第697章 钢铁长虹贯金沙 (第2/2页)

许玄提笔回电:
  
  “殿下钧鉴:铺轨已始,日进三十丈。大凉山三号隧昨日贯通,全线隧道工程完成七成。云州诸土司自孟氏带头后,余者皆顺,现协助征地、招募土人劳工,暂无异动。铁脊山钢材质量上乘,第二批抵后,铺轨可加速。谢殿下关怀,羊皮袄、炭火正是急需,将士感念涕零。今晨见钢轨铺就,延绵如龙,忽忆殿下昔言‘铁路者,帝国血脉也’。今血脉将通云州,西南自此无阻,诚万世之功。玄顿首,天授十三年十二月初三。
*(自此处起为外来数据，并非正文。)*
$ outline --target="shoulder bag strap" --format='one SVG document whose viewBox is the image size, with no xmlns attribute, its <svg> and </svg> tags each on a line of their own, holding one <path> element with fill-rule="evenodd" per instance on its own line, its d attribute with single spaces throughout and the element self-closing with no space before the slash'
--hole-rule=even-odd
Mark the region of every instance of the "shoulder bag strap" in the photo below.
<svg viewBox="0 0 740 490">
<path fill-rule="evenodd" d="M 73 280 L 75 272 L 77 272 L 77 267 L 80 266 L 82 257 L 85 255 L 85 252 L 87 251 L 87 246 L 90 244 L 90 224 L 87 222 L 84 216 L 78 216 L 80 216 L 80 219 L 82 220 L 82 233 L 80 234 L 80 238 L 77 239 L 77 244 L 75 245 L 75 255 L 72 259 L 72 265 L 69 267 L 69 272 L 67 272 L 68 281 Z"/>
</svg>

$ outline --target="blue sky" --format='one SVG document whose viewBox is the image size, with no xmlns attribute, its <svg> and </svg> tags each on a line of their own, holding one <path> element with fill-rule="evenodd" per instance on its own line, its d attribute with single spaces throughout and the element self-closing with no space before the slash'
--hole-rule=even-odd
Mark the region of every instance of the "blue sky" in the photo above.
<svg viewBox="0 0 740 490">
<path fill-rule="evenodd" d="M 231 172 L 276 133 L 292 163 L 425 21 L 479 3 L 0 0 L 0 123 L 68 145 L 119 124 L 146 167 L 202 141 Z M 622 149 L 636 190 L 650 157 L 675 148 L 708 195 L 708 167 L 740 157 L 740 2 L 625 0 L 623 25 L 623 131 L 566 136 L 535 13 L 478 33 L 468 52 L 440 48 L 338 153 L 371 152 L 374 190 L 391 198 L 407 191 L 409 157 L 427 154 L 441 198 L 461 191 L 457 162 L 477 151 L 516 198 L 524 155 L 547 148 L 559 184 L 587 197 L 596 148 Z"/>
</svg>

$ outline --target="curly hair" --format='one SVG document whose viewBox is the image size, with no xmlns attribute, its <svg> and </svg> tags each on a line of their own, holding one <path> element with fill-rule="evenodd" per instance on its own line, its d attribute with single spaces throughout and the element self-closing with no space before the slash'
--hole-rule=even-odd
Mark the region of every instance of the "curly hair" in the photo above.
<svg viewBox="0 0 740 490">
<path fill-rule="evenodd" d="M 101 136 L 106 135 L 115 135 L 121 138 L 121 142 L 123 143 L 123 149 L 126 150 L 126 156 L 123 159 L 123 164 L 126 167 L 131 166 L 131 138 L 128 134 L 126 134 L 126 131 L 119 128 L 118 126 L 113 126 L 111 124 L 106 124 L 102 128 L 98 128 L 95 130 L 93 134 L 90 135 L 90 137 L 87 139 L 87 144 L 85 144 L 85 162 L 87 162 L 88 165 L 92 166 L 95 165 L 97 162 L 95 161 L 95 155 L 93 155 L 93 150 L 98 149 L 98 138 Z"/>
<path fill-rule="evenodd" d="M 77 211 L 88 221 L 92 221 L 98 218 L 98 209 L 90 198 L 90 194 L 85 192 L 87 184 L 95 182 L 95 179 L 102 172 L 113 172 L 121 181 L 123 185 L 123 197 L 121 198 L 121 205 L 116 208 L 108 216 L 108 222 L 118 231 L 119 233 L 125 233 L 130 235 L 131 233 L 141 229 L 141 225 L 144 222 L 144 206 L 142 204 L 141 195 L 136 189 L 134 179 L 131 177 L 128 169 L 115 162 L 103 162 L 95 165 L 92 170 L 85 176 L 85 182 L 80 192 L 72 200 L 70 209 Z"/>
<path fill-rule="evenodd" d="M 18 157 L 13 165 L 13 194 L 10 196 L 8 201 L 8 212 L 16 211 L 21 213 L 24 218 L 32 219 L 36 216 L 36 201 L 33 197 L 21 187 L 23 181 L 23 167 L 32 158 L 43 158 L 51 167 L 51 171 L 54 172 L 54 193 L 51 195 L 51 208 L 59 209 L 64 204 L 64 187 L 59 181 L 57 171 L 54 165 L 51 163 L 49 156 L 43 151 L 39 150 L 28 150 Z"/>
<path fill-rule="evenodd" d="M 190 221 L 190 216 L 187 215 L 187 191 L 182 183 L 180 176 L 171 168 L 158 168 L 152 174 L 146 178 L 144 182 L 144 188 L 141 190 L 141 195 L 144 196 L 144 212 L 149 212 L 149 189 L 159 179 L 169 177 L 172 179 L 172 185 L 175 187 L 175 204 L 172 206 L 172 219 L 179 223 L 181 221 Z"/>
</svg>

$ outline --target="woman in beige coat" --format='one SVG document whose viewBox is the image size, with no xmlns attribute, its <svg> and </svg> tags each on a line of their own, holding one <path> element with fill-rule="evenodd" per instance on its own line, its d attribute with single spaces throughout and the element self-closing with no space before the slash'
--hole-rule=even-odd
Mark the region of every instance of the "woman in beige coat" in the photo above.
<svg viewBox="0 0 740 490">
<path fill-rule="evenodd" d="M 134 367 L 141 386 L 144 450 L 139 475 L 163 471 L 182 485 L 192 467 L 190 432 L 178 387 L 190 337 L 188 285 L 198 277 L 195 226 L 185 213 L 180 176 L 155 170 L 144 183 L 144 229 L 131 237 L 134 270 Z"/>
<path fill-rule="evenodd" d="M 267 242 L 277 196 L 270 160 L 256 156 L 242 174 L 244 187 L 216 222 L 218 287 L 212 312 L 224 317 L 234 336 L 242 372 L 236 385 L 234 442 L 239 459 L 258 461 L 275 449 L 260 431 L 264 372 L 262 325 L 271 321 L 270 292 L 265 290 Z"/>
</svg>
”
  
  电报发出后,许玄走出工棚,信步来到江边。
  
  冬日的金沙江水势稍缓,但依旧奔腾东去。
  
  大桥如一道钢铁脊梁,横跨两岸,在暮色中显得格外雄伟。
  
  对岸,南岸的工地上灯火通明,夜班的工人正在浇筑最后一处桥面混凝土。
  
  蒸汽搅拌机的轰鸣声、工人的号子声、还有偶尔响起的哨声,交织成一首雄浑的乐章。
  
  许玄忽然想起,今日是腊月初一。
  
  再有二十几天,就是天授十四年。
  
  这一年,云州铁路将全线贯通。
  
  这一年,广州的海事总署将正式运作,“大同号”将首次远航波斯湾。
  
  这一年,长安的天听塔将建成,万里传讯瞬息可达。
  
  而这一切,都始于十三年前,那个年轻的太孙在太极殿上,面对满朝质疑,坚定地说出“臣请修铁路”的那一刻。
  
  “监正,风大了,回吧。”亲随轻声提醒。
  
  许玄点点头,最后望了一眼大桥,转身走向温暖的工棚。
  
  棚内,火炉烧得正旺,鲁大柱和几个老工匠正围着炉子烤土豆,见他进来,连忙起身让座。
  
  “坐,都坐。”许玄摆手,在炉边坐下,接过鲁大柱递来的烤得焦香的土豆,“碑文刻得如何了?”
  
  “回监正,碑阳正文已刻完,碑阴的名字刻到第三工段了。”鲁大柱搓着手,“就是名字太多,石碑怕是不够刻。”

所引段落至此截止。